11.魔流活性

「それでは今からジュンイチさんには魔力を扱えるようになってもらいます」


 いきなりの要求が来た。


「魔力を扱う、つったって……」


 難易度が高すぎる気がする。魔法と魔力について、理屈はわかったが、結局のところ魔力そのものについては未だ理解し切れていないのだ。

 困った様子の俺を見て、うーん、という風にリーシャが腕を組んだ。

 ――強調、強調されてるよ! リーシャさん!

 煩悩いっぱいの俺に対して、リーシャは真面目に提案してくる。


「――そうですね……では、自身の魔力を身体中に流れる『気』のようなものだと思ってください」


「あれ、なんか胡散臭い話になってきてないかな?」


「……あくまで例えです。真に受けないでください」


 ごめんなさい。


「まあ、良いです。話を戻しますが、魔力を扱えるようになったら、そのまま魔力で身体能力を強化する『魔流活性まりゅうかっせい』というものをできるようになってもらいます。魔法を教えるのはそれからです」


「まりゅー……かっせい?」


 また聴き慣れない言葉が出てきた。

 

「はい。……とは言っても、ジュンイチさんは、あの日、私から逃げる際には出来ていたようですが」


 ――そうだ。普通、俺が出せないような速度で走った、あれか。

 俺は既に魔流活性とやらを行っていたようだ。

 だが、疑問が出てくる。


「でも、何でできてたんだ? 魔力なんて今聞いたばかりだし」


「魔流活性は身体の一部分に魔力を集中させて強化するものですから、おそらく逃走する際に無意識に魔力を操作していたのでしょう」


 たしかにガルフから逃げる時もリーシャの時も足にすごい力を入れていた気がする。


「この技は先ほどから言っている通り、身体強化ですので、戦闘だけでなく、日々の肉体労働にも応用が出来るんですよ。その点から見ても、やはり今のジュンイチさんには必要なことだと思います」


 そうか、身体を強化できれば今まで持つ事が出来なかったものや辛かったものも楽々になるということか。

 それならぜひとも欲しい。


「そうですね、とりあえず腕から先を魔流活性して昨夜まともに持てなかったこの剣を持てるようにしてみましょう」


 言われたとおり、腕に力を入れてみた。そのままリーシャから剣を受け取ってみた。

 だが、昨夜と同じく、重いままだ。


「筋肉を強張らせる、という意味で力を入れるという感じではなく、落ち着いて、意識を腕から先に集中して、力を送る感覚です」


 なるほど、リラックスして意識を集中させる。

 俺は深呼吸して、腕から先に『気』を送るイメージを意識した。

 するとどうだ。スッと剣が持ち上がったではないか。

 これはすごい。


「基本的には今のように、腕を強化して重いものを持ったり、脚力を強化して移動速度や俊敏性をあげたりする用途が多くなるとは思います。
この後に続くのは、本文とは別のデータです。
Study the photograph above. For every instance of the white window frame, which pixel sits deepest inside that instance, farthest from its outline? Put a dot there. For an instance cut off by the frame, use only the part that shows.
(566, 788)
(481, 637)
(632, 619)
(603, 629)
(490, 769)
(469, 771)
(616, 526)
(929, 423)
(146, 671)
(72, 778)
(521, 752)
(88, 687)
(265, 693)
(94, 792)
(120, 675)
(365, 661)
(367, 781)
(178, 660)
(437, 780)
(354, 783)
 ……あとはそうですね、こめる魔力の質にも寄るのですが、剣や矢などで攻撃を受けても魔流活性で身体を強化していれば、傷を受けなくなったりしますね」


 まさに攻守を一手にまかなえる技ということか。しかし、


「それって常に身体中を魔流活性してれば強くない?」


「うーん、それが出来れば苦労しません。それなりに魔力は消費しますし、集中力だって必要です。そんな離れ業、現実で出来る人が居るとしたらもう人間を超えていると言うか……」


 たしかに、この集中力を常に維持してるってしんどい。


「ともあれ、普段の日常生活であればよいのですが、こと戦闘においては瞬時に発動できなければ命に関わることもあります。そこで今日からしばらくはこれを練習していきます」


「そっかー。すぐ魔法使えると思ってワクワクしてたんだけど」


 俺としては正直期待はずれ、という感覚だ。

 手から火の玉とか出せると思ってたから余計にだ。


「そう言わずにがんばってください。これができれば魔法も近い感覚でできるようになりますし。そもそも戦闘に使うのですから、真面目にやっていただかなくては」


 それに、とリーシャは一息ついてから間を開け、顔を横に背けてから俺に言った。


「――せっかくできた友人なんですから、討伐クエストなどで危ない目にあってほしくないんです。だから、がんばってください」


 あ、なんかずきゅーんときた。


「はい、リーシャ先生の言うとおりにします」


 自分で言うのもなんだが、俺は単純な生き物だと思う。